5. Method according to claim 1, wherein the signal is transmitted during a start-up phase of the relay node.

6. Method according to claim 1, wherein the protocol is a S1 or an X2 protocol.

7. Method according to claim 6, wherein the signal is transmitted from the base station to the relay node using a configuration update procedure.

8. Method according to claim 1, wherein the radio configuration parameters comprise a relay node type, a frequency, subframe configurations, and/or start symbols.

9. Method according to claim 4, wherein the signal is comprised by a container in the configuration setup or configuration update message.

10. Method according to claim 1, wherein the method further comprises:

assigning a relay node identifier to the relay node, the relay node identifier being identical to a base station identifier of the base station;

determining the at least unique cell global identity for at least one relay node cell by the base station; and

assigning the at least one unique cell global identity to the at least one relay node cell by the base station.

11. Method according to claim 10, wherein the at least one unique cell global identity is transmitted together with the signal using the S1 or X2 protocol or comprised by the signal.

12. A base station apparatus wherein the base station apparatus comprises:

means for transmitting a signal from the base station to a relay node over an air interface via a protocol, the protocol being adapted to communication between two network nodes, wherein the signal is indicative of radio configuration parameters and/or a unique cell global identity.

13. A relay node, wherein the relay node comprises:

means for receiving a signal from a base station over an air interface via a protocol, the protocol being adapted to communication between two network nodes, wherein the signal is indicative of radio configuration parameters and/or a unique cell global identity; and

means for using the radio configuration parameters and/or the unique cell global identity for wireless telecommunication with at least one user equipment.

14. A computer-readable storage medium, the computer-readable storage medium comprising instructions that when executed by a base station cause the base station to perform a method of transmitting radio configuration parameters from the base station to a relay node, the method comprising:

transmitting a signal from the base station to the relay node over an air interface via a protocol, the protocol being adapted to communication between two network nodes, wherein the signal is indicative of the radio configuration parameters and/or a unique cell global identity.
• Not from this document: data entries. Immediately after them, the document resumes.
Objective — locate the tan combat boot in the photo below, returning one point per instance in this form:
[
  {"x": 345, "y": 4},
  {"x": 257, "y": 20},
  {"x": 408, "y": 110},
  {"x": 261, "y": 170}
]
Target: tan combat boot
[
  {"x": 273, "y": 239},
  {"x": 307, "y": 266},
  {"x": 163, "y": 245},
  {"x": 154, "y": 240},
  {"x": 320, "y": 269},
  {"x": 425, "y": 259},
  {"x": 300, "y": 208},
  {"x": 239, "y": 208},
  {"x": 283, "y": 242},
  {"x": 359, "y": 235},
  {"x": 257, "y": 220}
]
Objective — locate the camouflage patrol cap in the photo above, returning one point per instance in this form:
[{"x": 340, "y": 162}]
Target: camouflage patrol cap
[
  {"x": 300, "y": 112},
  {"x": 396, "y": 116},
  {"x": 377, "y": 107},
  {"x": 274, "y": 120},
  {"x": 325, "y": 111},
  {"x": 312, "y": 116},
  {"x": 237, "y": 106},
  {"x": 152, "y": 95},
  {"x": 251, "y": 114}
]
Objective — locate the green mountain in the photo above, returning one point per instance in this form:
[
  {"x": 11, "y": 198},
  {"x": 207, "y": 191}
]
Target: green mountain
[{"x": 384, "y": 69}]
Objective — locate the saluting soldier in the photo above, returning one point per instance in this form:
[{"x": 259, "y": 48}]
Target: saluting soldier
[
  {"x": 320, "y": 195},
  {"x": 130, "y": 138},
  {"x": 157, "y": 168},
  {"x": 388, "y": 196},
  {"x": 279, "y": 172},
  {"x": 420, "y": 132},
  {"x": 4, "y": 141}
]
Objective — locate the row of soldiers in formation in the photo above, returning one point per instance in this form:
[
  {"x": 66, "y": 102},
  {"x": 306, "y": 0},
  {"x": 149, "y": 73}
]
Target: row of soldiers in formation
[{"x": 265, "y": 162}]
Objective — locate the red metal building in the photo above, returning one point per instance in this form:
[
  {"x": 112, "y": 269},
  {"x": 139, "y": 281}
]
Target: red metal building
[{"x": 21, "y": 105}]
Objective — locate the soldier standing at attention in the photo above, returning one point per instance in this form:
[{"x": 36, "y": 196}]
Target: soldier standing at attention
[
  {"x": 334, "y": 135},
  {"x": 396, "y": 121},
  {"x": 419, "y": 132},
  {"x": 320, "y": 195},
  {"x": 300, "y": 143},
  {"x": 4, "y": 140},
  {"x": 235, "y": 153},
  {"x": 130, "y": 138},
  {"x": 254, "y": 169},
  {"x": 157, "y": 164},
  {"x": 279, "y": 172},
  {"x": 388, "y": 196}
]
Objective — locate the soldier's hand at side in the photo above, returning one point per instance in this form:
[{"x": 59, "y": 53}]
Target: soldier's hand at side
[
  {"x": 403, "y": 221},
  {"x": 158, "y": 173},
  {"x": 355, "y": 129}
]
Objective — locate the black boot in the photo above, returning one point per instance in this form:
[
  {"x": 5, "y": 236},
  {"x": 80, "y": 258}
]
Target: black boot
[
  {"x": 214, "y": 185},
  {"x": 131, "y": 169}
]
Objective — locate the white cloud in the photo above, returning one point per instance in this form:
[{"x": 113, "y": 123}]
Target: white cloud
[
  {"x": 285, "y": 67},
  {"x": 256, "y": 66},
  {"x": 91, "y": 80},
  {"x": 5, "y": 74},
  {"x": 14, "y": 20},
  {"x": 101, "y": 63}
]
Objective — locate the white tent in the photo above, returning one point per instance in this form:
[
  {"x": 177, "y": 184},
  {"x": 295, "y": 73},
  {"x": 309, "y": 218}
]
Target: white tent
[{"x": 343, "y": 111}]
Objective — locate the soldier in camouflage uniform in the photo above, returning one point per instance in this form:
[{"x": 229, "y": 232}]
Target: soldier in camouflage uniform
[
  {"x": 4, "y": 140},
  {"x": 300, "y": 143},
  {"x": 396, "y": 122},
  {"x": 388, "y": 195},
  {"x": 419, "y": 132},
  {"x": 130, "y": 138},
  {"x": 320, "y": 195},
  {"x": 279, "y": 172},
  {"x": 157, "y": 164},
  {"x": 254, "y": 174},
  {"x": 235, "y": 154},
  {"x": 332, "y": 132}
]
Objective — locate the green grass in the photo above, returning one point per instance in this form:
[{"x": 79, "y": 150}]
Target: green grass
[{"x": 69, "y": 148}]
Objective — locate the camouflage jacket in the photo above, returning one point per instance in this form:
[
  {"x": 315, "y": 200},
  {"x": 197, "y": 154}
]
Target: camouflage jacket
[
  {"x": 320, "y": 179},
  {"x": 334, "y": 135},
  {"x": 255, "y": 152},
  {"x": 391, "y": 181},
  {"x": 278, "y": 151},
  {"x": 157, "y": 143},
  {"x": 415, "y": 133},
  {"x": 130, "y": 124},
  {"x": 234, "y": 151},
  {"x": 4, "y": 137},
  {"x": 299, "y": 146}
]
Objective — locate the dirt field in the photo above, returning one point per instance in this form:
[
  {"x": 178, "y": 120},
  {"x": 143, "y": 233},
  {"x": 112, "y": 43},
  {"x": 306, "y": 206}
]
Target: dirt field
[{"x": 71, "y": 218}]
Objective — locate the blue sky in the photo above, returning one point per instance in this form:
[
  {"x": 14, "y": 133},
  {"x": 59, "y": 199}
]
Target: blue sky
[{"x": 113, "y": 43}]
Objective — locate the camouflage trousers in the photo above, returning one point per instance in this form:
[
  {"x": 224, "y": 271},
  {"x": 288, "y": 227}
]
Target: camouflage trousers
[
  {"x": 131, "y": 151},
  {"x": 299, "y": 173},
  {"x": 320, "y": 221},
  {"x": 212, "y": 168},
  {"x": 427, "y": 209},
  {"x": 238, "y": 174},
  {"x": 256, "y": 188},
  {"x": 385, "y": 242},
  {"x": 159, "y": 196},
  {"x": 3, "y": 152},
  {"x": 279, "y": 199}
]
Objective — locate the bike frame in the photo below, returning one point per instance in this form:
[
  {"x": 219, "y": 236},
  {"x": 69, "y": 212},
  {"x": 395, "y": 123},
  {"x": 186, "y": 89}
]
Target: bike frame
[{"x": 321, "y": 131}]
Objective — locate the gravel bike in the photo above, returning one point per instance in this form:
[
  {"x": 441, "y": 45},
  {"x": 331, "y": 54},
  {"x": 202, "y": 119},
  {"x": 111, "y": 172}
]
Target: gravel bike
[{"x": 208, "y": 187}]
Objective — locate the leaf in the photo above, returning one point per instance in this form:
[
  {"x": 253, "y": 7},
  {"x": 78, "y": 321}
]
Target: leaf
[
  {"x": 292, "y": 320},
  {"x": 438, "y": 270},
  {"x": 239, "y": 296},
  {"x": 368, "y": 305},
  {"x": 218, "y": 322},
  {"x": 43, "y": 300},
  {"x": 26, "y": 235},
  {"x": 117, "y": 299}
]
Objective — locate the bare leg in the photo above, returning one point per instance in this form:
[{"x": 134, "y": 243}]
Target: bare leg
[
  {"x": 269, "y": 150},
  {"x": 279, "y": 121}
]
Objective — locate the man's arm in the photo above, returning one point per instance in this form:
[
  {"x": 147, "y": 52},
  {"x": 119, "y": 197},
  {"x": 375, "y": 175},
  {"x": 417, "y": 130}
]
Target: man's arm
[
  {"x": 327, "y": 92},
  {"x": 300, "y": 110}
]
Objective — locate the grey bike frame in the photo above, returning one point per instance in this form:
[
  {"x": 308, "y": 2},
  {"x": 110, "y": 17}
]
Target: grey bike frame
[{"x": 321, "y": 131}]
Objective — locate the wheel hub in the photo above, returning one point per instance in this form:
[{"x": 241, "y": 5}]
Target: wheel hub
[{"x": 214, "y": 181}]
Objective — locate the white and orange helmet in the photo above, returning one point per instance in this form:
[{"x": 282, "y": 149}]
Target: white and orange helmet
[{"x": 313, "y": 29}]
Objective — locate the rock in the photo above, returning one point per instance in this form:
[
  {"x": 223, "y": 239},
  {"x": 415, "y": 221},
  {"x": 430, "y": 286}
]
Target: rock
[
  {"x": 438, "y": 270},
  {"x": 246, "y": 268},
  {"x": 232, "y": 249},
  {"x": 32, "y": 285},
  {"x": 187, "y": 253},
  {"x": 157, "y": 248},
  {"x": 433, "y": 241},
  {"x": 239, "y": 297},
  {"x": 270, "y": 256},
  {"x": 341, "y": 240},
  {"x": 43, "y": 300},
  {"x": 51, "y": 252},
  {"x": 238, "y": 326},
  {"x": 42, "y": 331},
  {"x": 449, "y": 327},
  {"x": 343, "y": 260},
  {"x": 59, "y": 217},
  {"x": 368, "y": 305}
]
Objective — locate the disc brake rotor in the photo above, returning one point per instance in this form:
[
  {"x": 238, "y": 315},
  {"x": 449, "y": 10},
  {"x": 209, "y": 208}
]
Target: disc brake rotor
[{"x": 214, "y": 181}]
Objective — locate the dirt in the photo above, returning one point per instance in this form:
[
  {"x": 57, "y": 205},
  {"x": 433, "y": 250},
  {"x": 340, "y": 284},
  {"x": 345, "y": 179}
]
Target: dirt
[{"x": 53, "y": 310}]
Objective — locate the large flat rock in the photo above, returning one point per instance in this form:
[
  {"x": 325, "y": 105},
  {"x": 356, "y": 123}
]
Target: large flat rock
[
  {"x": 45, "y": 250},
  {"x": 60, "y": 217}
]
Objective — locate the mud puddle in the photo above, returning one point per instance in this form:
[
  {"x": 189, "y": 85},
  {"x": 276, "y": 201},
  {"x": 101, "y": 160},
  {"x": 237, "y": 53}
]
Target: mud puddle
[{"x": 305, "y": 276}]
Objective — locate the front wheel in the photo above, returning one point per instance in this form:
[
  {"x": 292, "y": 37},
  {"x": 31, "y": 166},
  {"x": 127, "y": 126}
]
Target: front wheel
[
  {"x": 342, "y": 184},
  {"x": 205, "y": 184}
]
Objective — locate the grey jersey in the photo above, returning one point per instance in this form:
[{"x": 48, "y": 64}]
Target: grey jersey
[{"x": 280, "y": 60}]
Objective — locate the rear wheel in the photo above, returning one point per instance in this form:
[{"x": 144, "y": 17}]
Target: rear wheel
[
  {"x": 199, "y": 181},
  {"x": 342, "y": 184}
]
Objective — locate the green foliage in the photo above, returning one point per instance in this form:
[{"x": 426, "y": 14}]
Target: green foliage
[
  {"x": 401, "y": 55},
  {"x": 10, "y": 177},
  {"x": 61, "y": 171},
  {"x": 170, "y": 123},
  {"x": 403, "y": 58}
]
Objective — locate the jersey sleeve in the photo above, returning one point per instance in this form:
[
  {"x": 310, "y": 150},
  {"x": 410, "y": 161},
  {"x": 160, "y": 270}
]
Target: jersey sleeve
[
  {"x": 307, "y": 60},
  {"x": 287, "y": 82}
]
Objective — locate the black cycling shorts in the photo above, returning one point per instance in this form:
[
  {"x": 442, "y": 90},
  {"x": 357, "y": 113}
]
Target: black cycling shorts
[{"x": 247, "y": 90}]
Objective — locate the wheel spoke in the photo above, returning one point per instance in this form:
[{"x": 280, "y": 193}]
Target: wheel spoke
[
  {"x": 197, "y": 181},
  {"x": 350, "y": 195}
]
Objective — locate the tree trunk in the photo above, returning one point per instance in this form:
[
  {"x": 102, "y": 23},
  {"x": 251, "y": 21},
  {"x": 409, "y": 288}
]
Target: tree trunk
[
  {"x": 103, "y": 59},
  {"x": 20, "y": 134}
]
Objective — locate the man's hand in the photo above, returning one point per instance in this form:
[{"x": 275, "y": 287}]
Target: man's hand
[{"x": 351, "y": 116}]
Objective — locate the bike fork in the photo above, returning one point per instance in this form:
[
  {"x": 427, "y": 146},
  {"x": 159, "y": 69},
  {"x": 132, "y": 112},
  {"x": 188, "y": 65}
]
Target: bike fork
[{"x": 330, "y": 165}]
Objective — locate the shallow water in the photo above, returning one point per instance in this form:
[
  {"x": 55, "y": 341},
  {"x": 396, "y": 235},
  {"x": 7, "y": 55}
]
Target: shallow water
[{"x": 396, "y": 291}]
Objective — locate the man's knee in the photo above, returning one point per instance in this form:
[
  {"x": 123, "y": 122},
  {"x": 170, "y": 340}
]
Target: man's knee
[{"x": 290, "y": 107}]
15. A computer-readable storage medium, the computer-readable storage medium comprising instructions that when executed by a relay node cause the relay node to perform a method of receiving radio configuration parameters from a base station, the method comprising:

receiving a signal from the base station over an air interface via a protocol, the protocol being adapted to communication between two network nodes, wherein the signal is indicative of the radio configuration parameters and/or a unique cell global identity; and

using the radio configuration parameters and/or the unique cell global identity for wireless telecommunication with at least one user equipment.